Потом он заболел и вскоре слег. Приближалась весна, и я каждый день открывал в саду новые чудеса, а дедушка мог смотреть только из окна, к которому придвинули его большое старое кресло. Однажды, взбегая по лестнице, ведшей к нему наверх, я услышал протяжное гортанное пение, совсем не похожее на песенки, которые пелись в школе и дома. Это была безысходно-тоскливая песнь, порожденная великой скорбью и несказанной любовью к миру, который не стоит того, чтобы его любить. Раньше я этой песни от дедушки никогда не слышал. Хотя я хорошо знал английский язык, но не понял этой странной песни. Помню, в рефрене повторялись слова о большой старой реке, по которой плывут лодки. Я поднялся по скрипучим ступенькам — песня звучала все громче — и долго стоял под дверью, а потом тихо со стесненным сердцем сошел вниз. Через три дня дедушка умер...

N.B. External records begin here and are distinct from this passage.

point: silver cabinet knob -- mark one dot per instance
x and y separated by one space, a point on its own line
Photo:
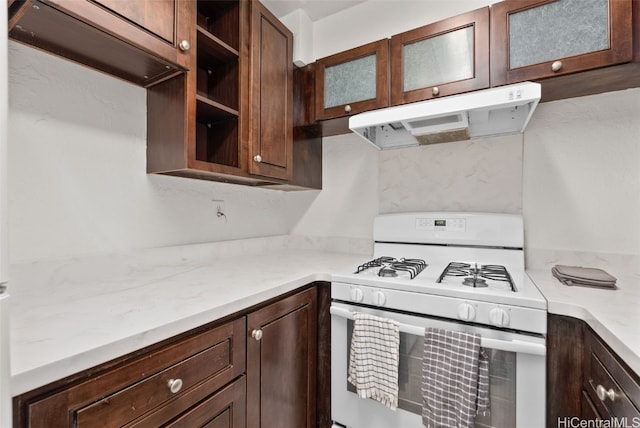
603 393
174 385
184 45
256 334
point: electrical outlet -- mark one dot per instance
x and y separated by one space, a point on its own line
219 209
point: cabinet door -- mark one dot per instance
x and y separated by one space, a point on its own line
613 388
281 363
443 58
536 39
141 41
353 81
271 96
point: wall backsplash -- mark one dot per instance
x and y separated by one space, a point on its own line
78 185
475 175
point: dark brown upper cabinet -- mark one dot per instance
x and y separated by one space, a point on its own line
229 118
538 39
271 96
444 58
140 41
352 81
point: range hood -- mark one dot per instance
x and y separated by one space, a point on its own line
486 113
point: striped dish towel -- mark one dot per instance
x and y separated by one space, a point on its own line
455 379
373 358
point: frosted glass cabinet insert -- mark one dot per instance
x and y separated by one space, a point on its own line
534 39
353 81
444 58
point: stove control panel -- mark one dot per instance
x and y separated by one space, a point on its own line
442 224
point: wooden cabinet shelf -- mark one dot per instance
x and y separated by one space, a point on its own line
230 117
213 50
209 111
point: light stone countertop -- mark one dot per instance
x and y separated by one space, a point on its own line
613 314
68 316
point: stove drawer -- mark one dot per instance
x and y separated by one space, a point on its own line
610 386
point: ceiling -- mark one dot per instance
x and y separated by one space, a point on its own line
315 9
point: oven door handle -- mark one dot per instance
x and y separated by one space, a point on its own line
517 346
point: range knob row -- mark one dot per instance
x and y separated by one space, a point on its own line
466 311
497 316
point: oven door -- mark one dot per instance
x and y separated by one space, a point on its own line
516 371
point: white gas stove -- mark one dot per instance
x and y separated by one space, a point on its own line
465 266
447 270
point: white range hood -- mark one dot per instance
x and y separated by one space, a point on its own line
490 112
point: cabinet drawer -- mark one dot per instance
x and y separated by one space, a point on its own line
203 363
155 390
609 383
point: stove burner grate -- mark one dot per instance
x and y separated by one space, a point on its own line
390 266
477 276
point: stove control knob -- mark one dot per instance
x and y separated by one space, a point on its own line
379 298
466 312
356 294
499 317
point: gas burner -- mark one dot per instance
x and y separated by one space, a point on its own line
387 272
477 276
474 281
390 266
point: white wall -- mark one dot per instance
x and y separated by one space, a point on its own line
582 174
349 198
77 148
78 184
475 175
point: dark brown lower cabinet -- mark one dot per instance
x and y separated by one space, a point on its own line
214 376
586 380
281 363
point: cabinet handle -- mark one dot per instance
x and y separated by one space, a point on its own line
603 394
256 334
184 45
174 385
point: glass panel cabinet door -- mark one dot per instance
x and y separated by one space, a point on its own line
443 58
352 81
534 39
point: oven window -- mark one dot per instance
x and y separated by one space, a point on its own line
502 377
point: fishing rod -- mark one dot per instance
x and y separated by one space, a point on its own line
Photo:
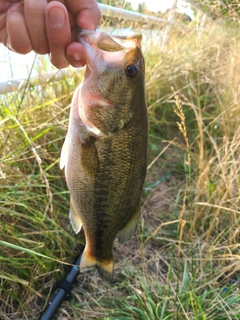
63 290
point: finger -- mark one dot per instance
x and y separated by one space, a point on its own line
18 37
34 12
87 13
58 33
76 55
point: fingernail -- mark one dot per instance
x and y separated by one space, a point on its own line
57 17
76 56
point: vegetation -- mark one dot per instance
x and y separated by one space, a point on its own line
184 261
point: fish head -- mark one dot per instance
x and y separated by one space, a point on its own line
113 80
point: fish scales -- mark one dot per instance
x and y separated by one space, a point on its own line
105 150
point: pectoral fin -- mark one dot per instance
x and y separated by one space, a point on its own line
64 153
127 232
89 158
74 217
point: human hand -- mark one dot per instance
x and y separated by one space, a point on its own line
46 26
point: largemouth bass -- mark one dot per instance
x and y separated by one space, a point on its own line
105 150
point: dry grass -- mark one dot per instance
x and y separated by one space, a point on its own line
184 261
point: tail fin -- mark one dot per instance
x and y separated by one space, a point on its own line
104 267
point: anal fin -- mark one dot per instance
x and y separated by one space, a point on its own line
74 217
127 232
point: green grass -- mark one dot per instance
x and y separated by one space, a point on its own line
183 262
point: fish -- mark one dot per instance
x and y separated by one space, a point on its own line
104 154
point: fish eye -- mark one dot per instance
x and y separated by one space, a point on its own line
131 71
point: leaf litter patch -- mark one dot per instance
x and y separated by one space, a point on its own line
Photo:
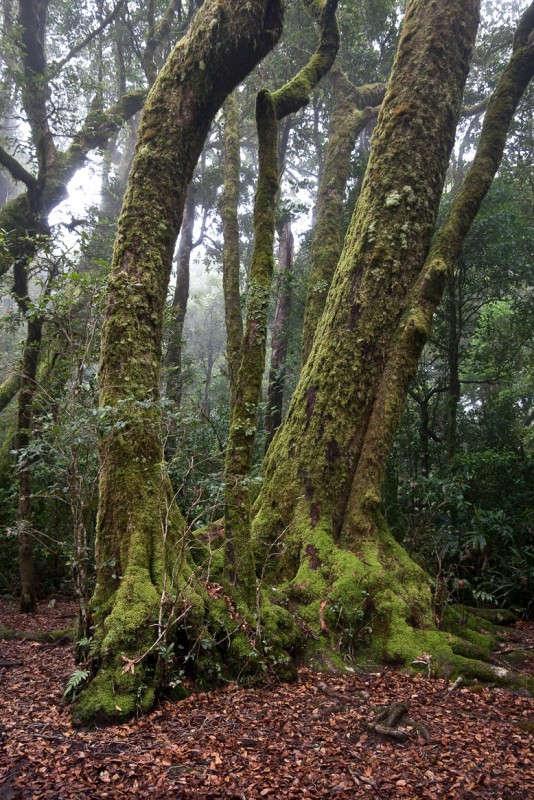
364 735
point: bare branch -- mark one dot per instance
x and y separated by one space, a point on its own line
57 66
16 170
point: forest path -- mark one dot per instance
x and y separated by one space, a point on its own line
302 740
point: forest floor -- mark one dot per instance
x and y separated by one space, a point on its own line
307 739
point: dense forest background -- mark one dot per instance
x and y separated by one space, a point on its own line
459 487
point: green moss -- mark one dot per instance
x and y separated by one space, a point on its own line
37 636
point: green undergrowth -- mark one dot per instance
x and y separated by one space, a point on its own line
338 611
67 634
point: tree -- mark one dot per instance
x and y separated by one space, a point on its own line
324 470
139 527
319 509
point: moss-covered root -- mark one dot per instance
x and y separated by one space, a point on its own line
124 682
375 603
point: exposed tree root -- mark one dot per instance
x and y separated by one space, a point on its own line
393 721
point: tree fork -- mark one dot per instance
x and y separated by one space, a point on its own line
270 109
140 567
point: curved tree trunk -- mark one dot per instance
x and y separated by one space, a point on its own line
231 258
179 301
280 334
139 531
270 109
325 469
321 482
353 110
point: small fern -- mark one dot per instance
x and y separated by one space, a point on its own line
78 677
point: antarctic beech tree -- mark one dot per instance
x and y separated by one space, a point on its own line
353 109
271 107
180 298
324 470
139 530
231 257
338 552
280 333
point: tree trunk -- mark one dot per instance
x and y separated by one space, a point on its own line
28 385
280 334
270 109
351 114
179 302
324 470
140 571
453 364
231 257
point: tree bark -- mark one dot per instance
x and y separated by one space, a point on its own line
280 334
231 257
354 108
139 530
270 109
324 469
179 301
28 385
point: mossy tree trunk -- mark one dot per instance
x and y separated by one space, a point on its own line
270 109
139 530
325 469
353 109
179 300
28 386
231 256
280 333
454 335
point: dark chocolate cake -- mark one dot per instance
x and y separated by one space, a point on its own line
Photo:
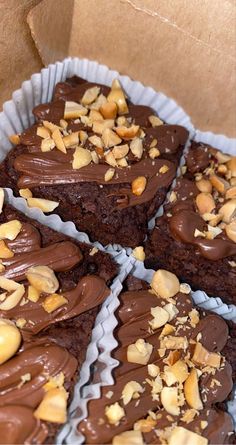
196 236
51 288
172 375
105 163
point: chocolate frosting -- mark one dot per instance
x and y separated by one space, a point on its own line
134 316
19 426
184 220
53 169
90 292
42 362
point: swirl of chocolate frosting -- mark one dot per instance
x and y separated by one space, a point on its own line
19 426
90 292
53 169
134 315
40 361
59 257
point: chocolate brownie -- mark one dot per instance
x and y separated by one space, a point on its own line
196 236
51 289
106 163
172 372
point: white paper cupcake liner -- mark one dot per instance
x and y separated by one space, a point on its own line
102 333
93 390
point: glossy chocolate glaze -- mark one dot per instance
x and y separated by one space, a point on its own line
37 169
134 316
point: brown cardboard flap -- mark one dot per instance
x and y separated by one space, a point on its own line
18 55
185 48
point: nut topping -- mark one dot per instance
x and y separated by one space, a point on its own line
191 390
10 339
139 352
165 283
43 279
139 185
10 230
81 158
53 406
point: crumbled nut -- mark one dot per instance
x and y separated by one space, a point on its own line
43 204
165 283
139 352
53 406
205 203
90 95
109 158
58 139
171 342
10 339
10 230
55 382
228 211
127 133
231 192
136 147
139 185
203 357
131 391
74 110
180 435
47 144
114 413
21 322
43 132
204 185
230 230
1 199
109 110
117 95
53 302
163 169
220 184
167 330
10 301
155 121
5 252
71 140
189 415
153 370
109 174
160 317
139 253
81 158
25 193
169 400
154 153
110 138
43 279
120 151
14 139
231 164
128 438
191 390
145 425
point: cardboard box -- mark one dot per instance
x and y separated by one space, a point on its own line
184 48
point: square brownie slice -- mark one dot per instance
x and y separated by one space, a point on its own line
106 163
51 289
196 236
172 372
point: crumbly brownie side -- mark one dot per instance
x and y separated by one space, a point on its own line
54 292
113 196
195 238
150 401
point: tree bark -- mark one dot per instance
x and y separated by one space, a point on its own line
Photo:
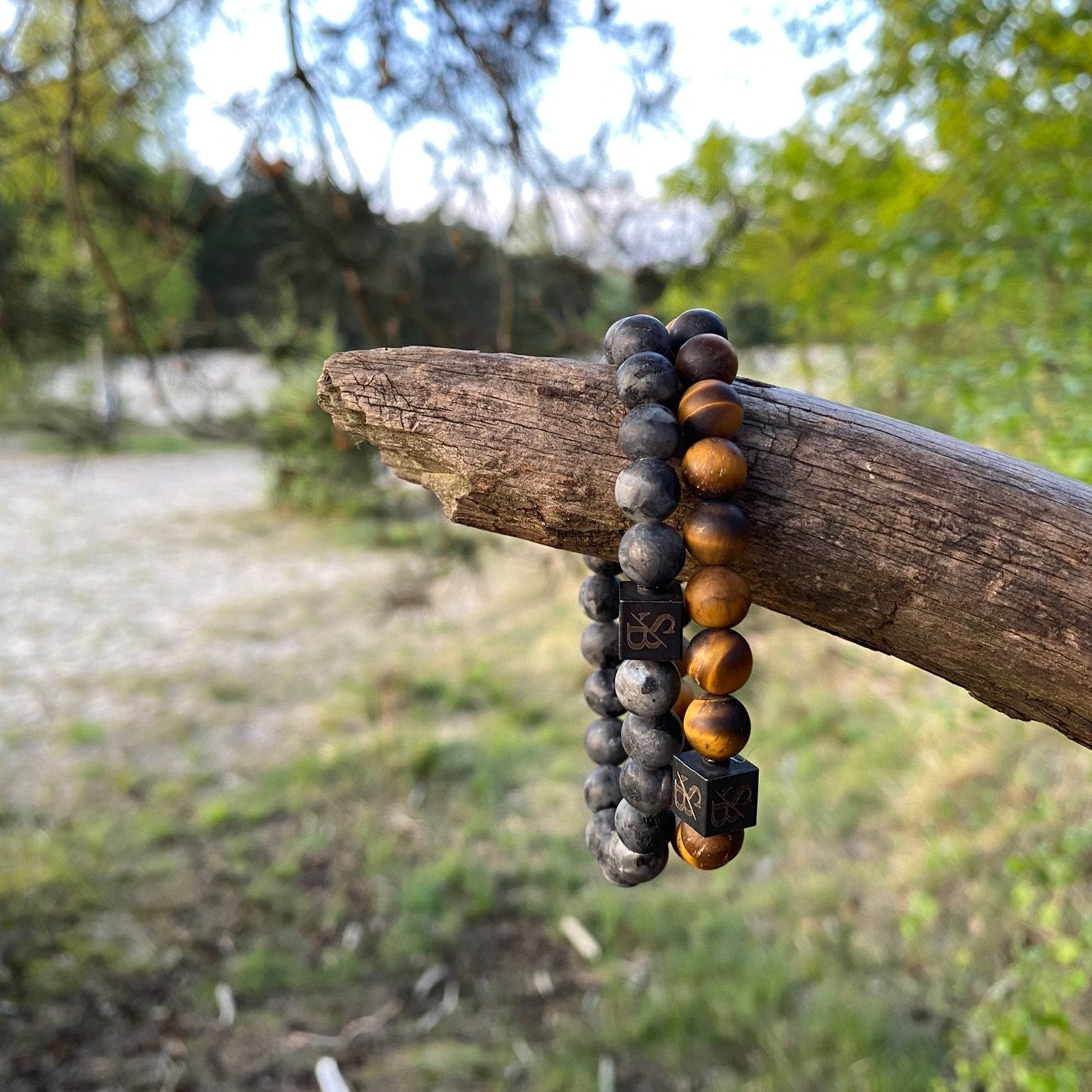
969 564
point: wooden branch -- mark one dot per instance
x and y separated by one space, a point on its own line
971 564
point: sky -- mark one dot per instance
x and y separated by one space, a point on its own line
754 90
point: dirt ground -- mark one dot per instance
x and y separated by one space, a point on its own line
151 593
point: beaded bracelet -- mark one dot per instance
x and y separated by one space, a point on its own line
647 791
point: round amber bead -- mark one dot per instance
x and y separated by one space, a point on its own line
717 727
717 596
710 407
714 468
707 356
717 533
707 853
719 661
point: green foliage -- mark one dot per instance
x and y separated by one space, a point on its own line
931 215
1033 1026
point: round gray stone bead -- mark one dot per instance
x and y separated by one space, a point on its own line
639 333
609 869
646 377
643 833
603 742
602 566
648 491
649 791
599 643
601 788
599 597
629 867
652 742
599 829
692 323
648 687
650 432
600 692
652 554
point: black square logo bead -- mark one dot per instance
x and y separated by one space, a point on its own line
714 798
650 623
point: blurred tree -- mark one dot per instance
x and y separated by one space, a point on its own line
102 214
934 210
92 183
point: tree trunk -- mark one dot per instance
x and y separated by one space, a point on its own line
971 564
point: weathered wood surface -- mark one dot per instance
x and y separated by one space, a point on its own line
972 564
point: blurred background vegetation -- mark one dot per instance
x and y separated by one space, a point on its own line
914 911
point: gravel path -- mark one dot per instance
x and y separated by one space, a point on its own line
152 613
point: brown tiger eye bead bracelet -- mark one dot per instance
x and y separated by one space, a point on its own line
633 798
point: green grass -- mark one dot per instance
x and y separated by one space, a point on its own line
914 911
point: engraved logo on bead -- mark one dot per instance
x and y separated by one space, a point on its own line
641 636
686 798
727 805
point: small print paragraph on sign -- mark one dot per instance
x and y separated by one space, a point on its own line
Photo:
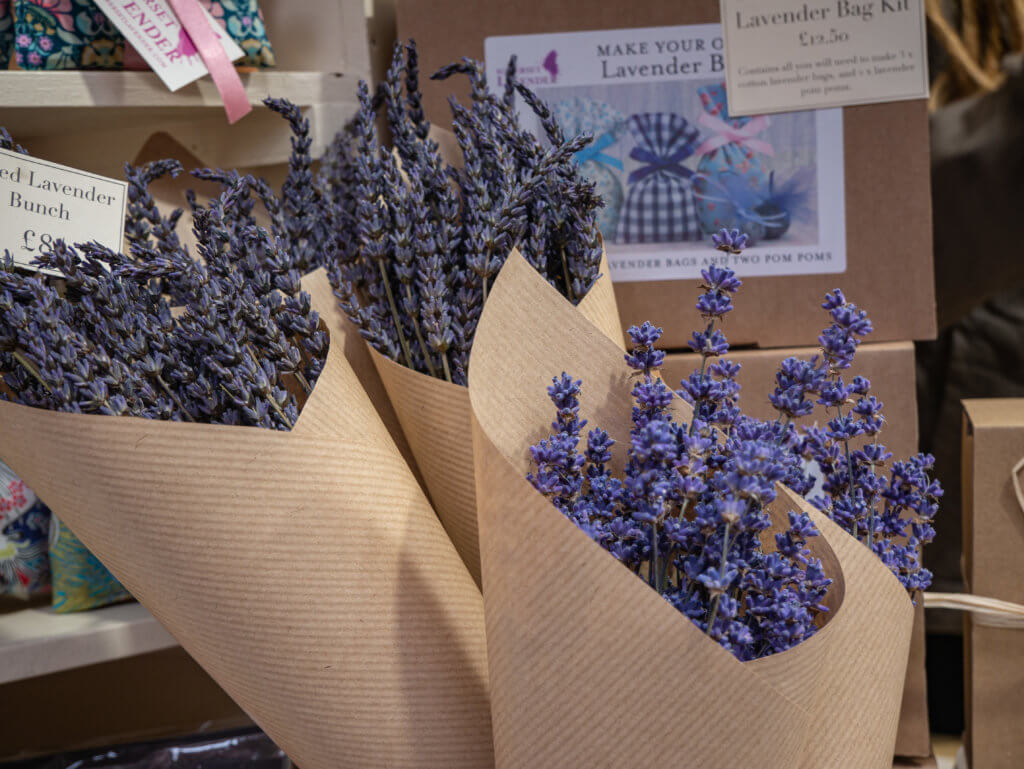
784 55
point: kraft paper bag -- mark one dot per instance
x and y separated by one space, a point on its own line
589 667
435 420
304 570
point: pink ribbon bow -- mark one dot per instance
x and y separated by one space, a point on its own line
727 134
225 77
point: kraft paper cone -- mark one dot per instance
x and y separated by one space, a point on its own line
346 335
435 419
589 667
304 570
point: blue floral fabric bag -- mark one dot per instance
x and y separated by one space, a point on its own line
66 35
732 167
598 162
659 205
77 35
80 581
6 33
25 523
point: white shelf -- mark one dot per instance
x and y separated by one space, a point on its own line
38 641
47 90
99 120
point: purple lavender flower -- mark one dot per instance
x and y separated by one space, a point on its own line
729 241
689 512
417 251
891 515
108 343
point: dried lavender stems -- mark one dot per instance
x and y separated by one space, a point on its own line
243 345
689 513
424 240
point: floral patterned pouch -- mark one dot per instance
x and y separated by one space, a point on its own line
66 35
25 522
244 23
6 33
76 35
80 581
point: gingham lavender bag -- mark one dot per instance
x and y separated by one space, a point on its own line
659 205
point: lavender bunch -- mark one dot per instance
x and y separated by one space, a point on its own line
424 241
238 349
690 509
298 216
887 505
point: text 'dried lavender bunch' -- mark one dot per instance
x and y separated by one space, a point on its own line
224 338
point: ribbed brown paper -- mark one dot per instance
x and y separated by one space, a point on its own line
435 419
589 667
304 570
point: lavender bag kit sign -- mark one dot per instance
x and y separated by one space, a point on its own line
671 163
41 203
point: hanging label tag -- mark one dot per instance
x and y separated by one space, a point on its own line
807 54
153 28
42 203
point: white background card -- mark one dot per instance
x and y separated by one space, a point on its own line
663 203
803 54
42 202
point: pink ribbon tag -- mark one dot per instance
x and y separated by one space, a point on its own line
727 134
225 77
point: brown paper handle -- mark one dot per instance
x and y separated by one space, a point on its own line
1015 478
989 612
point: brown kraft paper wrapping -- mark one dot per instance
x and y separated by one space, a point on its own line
435 419
304 570
589 667
890 366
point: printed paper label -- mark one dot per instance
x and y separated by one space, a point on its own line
155 32
800 54
673 165
42 203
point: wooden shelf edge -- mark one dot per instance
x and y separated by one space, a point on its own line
88 89
38 641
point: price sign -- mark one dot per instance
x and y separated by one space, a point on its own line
782 55
42 203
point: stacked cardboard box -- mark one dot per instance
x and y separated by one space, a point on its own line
993 541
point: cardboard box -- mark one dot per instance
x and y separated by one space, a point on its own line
891 369
993 541
887 189
148 696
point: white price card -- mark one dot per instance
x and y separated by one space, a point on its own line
42 203
782 55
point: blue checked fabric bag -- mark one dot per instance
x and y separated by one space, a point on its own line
659 206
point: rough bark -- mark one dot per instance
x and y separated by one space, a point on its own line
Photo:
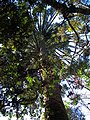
54 107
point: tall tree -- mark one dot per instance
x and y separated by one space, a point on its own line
36 53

В последующие годы проказы и шалости, которые я теперь совершал вместе с товарищами, стали более обдуманными, хотя и не менее опасными. Отец не раз говорил, что характер у меня прямо адский, на что мать со смехом отвечала: «Из африканского ада», — и на этом, кстати сказать, все кончалось, так как каждый из них по-своему очень любил меня.

Учился я довольно хорошо, но неровно. Узнав, что стать капитаном корабля может лишь тот, кто отлично знаком с математикой и астрономией, я за несколько недель стал первым по этим предметам, но позже, когда меня заинтересовала география, я эти науки совершенно забросил.

На семнадцатом году жизни, совершенно не зная, что с собою делать, я записался наудачу на конструкторский факультет Летной академии в Пятигорске. Здесь и произошло мое знакомство с Гореловым, который читал у нас курс теоретической механики. На меня он обратил внимание не столько из-за моих способностей, к тому же довольно ограниченных, сколько благодаря моей матери. Это она в свое время спроектировала и построила здание, в котором теперь помещалась кафедра и лаборатория Горелова, причем сделала это так, что, как он сам говорил, покорила его душу.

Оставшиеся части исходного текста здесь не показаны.